Ever have opportunity to introduce a friend to others who are your friends, too?
We all have different friends from different chapters of our lives.
They are compartmentalized into the varied places we live.
Facebook Friends? Hmm. Still working on that one.
There seems a particular symmetry to life when each category of friends stays within the world we know them.
When Kristy and I were married (20 years ago on the 20th of May), each of my groomsmen represented a specific chapter of my life. From my childhood up to the present moment at the time (which was while I was in seminary) these guys collectively comprised as full a story of who I was as could be told. On their own, each held only a piece of my story. And none of them knew each other.

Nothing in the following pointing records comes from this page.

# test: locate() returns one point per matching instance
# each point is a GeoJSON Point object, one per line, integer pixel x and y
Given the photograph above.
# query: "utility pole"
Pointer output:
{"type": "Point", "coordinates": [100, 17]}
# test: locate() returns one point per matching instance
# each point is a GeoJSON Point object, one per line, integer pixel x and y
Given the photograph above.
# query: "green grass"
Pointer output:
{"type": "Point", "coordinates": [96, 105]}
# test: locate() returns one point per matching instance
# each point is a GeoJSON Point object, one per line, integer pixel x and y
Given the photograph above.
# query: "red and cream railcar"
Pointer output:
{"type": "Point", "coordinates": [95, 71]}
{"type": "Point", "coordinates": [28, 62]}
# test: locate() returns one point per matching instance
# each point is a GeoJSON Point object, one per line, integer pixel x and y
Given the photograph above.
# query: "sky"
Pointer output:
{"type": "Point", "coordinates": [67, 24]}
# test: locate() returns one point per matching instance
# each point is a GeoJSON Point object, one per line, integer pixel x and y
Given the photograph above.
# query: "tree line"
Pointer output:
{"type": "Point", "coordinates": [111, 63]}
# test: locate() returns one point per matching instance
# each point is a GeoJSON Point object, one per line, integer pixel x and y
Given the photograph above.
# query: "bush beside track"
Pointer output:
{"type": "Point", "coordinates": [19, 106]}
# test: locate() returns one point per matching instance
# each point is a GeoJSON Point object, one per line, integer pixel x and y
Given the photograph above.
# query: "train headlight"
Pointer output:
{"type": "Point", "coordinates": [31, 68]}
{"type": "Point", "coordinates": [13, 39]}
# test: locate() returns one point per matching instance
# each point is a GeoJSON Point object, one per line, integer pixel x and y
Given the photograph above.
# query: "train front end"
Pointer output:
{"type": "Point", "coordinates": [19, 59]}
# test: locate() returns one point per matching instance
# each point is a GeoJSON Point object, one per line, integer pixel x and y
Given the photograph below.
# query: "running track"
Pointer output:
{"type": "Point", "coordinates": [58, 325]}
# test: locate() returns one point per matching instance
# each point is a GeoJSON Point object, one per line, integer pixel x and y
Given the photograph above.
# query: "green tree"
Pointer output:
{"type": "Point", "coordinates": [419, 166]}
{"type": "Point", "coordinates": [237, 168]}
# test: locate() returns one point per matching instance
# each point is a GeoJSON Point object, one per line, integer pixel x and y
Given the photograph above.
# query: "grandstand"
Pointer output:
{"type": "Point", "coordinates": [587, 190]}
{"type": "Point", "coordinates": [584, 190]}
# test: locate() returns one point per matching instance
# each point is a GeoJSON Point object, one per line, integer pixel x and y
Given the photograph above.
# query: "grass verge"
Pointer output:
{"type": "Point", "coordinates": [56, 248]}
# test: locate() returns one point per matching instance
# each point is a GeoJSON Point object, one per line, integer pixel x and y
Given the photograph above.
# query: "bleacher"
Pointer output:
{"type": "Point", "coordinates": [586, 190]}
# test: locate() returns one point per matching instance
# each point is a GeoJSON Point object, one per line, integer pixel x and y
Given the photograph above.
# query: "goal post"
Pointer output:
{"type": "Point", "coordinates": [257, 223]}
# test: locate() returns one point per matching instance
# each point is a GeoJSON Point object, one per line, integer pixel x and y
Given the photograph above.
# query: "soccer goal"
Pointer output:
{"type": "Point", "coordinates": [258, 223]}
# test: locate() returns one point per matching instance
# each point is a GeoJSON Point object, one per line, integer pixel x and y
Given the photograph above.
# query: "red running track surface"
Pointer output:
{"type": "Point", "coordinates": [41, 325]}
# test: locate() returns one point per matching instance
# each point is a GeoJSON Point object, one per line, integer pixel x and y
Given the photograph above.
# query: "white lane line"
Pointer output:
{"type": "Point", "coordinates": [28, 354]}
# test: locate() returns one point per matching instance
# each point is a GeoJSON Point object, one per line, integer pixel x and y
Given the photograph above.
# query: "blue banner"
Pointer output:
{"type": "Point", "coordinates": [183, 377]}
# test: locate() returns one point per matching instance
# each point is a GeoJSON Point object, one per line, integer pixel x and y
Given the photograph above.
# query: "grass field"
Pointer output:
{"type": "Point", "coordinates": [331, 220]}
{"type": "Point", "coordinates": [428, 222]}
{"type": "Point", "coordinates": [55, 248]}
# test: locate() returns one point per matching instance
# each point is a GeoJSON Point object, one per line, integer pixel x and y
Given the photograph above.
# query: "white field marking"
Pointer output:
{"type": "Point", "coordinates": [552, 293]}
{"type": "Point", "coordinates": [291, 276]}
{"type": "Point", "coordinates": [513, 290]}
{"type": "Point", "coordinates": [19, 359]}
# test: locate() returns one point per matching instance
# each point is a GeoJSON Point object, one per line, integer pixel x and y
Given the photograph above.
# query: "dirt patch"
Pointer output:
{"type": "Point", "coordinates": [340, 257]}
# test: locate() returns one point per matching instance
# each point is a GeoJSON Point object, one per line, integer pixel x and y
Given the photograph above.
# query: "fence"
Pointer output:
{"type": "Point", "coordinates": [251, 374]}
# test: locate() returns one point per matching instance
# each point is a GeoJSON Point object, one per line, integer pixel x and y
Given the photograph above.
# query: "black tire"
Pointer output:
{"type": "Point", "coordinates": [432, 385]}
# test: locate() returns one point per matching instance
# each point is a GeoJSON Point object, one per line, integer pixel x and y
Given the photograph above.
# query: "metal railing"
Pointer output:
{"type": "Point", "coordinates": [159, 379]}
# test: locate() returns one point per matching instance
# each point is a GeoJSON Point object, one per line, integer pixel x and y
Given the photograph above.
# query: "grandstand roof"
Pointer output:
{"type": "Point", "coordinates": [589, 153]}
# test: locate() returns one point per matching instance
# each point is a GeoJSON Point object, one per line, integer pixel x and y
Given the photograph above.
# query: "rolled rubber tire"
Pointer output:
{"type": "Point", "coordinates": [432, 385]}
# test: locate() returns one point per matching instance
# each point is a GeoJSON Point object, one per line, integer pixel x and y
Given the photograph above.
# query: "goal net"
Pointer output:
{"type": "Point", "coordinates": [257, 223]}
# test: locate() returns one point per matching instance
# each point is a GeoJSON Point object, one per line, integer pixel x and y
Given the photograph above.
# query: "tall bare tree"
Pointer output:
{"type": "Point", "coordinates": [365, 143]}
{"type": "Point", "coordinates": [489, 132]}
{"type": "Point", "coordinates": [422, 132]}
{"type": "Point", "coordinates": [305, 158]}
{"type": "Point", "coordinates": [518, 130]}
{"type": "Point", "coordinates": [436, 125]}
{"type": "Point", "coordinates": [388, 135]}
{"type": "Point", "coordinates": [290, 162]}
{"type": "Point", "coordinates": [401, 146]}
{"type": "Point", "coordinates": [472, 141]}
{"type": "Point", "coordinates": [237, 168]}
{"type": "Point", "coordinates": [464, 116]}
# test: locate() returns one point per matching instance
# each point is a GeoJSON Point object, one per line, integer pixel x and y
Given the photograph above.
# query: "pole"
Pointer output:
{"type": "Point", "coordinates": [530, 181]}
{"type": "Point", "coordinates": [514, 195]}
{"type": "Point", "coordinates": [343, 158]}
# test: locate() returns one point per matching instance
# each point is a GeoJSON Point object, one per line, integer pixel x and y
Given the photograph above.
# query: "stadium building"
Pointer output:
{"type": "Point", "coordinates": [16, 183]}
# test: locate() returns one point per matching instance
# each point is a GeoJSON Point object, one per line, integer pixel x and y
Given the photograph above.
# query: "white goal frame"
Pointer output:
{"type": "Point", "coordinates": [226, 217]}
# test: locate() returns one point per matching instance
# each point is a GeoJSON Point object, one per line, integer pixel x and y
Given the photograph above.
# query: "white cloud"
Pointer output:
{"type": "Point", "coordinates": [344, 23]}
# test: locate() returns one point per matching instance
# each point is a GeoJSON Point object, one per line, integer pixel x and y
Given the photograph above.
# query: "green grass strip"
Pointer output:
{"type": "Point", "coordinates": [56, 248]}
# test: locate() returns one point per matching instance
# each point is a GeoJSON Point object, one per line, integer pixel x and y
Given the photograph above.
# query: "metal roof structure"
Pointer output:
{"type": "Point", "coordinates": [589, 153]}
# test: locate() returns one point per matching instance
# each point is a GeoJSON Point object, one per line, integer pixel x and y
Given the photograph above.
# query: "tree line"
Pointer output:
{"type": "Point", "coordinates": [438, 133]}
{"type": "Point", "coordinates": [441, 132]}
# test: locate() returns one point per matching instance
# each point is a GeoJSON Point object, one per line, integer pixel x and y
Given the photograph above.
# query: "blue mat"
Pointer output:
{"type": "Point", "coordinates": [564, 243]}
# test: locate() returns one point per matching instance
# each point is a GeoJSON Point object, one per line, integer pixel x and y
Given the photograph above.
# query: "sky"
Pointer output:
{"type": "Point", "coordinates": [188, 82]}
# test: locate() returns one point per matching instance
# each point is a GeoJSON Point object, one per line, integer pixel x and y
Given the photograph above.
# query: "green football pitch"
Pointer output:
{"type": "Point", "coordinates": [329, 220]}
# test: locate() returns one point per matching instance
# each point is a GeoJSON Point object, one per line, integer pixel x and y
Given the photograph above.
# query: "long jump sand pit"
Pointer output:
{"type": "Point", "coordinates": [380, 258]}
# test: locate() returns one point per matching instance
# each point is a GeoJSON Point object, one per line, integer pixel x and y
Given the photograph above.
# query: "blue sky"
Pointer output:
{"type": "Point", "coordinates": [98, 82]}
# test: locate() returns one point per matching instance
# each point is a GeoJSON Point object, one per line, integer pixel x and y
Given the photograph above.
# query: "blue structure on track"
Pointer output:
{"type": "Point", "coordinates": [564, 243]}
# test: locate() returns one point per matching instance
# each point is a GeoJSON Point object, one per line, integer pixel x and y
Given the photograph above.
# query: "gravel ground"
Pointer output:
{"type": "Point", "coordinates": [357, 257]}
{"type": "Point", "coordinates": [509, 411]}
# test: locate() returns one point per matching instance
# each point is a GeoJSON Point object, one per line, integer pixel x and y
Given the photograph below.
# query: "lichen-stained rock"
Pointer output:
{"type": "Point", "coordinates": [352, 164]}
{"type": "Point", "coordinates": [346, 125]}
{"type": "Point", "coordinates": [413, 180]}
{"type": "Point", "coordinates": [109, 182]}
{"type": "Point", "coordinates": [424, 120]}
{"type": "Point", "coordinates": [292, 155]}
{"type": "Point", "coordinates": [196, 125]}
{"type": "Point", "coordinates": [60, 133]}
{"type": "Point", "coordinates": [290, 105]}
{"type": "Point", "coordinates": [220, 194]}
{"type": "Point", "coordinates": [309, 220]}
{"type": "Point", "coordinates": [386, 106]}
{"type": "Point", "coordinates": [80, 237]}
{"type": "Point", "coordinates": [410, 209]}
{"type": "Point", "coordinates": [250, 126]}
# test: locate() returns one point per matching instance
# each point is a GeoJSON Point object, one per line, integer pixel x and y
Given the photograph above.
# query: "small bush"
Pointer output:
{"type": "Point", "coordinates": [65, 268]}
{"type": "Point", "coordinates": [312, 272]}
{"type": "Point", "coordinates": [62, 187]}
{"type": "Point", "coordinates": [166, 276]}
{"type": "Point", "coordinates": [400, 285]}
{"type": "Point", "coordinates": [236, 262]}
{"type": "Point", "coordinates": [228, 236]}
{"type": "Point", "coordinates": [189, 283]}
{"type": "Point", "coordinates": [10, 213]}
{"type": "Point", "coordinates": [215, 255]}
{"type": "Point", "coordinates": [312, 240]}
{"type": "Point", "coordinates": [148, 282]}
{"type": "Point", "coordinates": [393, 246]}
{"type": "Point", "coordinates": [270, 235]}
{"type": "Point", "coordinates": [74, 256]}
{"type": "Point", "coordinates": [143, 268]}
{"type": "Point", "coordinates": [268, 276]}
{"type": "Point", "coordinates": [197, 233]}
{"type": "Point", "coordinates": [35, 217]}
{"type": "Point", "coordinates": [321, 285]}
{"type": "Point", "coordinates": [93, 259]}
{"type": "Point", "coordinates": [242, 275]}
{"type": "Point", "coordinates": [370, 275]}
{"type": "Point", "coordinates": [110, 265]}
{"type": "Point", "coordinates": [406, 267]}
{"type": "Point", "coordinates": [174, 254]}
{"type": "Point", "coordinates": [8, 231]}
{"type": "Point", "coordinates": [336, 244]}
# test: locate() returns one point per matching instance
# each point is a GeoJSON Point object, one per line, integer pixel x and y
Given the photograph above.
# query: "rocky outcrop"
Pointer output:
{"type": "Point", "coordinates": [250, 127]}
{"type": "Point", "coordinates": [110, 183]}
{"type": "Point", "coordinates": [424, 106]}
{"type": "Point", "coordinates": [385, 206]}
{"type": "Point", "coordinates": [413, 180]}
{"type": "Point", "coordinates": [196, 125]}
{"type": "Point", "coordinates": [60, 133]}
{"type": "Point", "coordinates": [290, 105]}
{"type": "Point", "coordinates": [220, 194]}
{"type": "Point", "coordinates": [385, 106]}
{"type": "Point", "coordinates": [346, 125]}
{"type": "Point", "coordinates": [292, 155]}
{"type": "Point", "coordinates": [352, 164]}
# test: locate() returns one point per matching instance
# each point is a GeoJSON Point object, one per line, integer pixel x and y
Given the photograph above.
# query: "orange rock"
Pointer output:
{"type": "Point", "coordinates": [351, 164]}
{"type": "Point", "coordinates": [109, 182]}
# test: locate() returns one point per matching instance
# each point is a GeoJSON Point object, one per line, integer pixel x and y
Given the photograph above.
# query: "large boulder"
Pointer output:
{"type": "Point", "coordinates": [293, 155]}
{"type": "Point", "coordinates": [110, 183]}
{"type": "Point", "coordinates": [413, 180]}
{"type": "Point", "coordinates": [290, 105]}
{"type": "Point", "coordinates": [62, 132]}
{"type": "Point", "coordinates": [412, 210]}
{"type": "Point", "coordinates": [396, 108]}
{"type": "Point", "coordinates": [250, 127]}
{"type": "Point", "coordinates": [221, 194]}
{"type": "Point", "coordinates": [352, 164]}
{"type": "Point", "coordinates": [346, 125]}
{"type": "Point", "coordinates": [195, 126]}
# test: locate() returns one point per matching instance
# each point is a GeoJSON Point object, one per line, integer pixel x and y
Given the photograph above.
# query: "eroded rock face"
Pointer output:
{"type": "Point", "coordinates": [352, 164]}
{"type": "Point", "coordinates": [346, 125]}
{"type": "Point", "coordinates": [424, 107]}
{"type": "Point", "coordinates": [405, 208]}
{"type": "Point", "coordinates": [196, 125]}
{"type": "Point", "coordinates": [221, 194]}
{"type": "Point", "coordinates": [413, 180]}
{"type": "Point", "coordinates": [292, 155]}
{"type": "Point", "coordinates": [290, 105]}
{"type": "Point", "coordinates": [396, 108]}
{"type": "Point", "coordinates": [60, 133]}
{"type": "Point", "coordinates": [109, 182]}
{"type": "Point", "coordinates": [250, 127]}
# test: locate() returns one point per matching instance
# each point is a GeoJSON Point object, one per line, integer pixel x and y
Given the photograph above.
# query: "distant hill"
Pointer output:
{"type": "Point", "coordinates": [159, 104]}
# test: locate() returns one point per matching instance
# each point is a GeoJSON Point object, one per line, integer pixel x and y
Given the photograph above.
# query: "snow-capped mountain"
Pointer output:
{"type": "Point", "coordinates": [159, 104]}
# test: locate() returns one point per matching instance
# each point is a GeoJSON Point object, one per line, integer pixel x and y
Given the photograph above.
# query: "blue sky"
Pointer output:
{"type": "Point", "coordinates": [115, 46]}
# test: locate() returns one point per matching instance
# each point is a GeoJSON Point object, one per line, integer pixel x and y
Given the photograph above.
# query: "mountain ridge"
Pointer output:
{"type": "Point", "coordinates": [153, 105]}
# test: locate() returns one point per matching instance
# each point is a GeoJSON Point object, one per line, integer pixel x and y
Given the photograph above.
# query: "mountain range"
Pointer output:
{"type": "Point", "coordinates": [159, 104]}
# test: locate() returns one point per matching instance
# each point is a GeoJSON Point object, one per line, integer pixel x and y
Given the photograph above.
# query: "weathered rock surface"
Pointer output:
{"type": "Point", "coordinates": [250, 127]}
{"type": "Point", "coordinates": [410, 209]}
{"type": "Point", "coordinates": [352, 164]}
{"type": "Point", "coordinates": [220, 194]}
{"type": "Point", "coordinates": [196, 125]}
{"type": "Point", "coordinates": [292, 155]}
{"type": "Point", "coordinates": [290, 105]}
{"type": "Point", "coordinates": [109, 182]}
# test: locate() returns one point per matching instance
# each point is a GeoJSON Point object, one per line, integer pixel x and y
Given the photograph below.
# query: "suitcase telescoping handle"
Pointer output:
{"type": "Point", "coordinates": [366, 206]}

Being an itinerant kid, I had friends from each location upon my Dad's ministry trail. Introducing them to each other was a trip. I felt like my worlds were colliding.
I feel like I'm doing something like that again.
While it's not typically the role of the outgoing pastor to go on and on about the new guy, other than the gratuitous collegial pleasantries - I find that in this case, business as usual doesn't apply. I can't help myself because Brad is my colleague - sure. But he is more than that. He is among that handful of people in my life who I call "friend."
We've known of each other since college days. He almost followed me in an appointment way back in 1988 at Old Hickory. You can ask him about that one.
We've been in a covenant group meeting for two hours every week since 1993. Rebecca and he make up 1/3 of Glad River (be looking for a mini-reunion of the original front line of the band at Annual Conference).
We did our D.Min. together at Wesley. We’ve taught at the seminary level together. This past fall we co-taught a course on “John Wesley and the Poor.”
We comprise 2/3 of a particular “band of brothers" in the clergy. The other guy moved away from us at the first of the year to go to Paris. We have been known as the “unholy trinity,” a title well earned and a badge of honor we share gladly.
We've stood by, with and for each other on many occasions in our lives - some of which could be repeated, and many more that will stay in the vault.
I commented to some of you that my angst in leaving was prompted by some of the usual stuff. I love it here. I love you all. I love the work we have done and what is to be done. Those feelings coupled with the reality of leaving and the natural process we all go through in a transition is always complicated in our line of work because we hope and pray that the one who follows us will take what's been done and move forward far beyond where we are now.
Truth, painful as it is, is that such a thing doesn't always happen. I’ve known that pain before from previous places I’ve served and left. I didn’t want to know it again.
Not here. Not this time.
When Brad told me he was projected to Saint John's, I felt a flood of emotion wash over me and I knew I could leave having passed the mantle to one who will do great things as your pastoral leader.
I don't want to overdo this. And truthfully, it is the role of the Staff Parish Relations Committee to make these introductions.I just want you to meet my friend, and I want him to meet you. My worlds are colliding again and I'm leaving you knowing you will form a new and meaningful relationship with each other.
I'm thrilled about what that will mean for all of you.
And know this.
I'll be watching and cheering you on.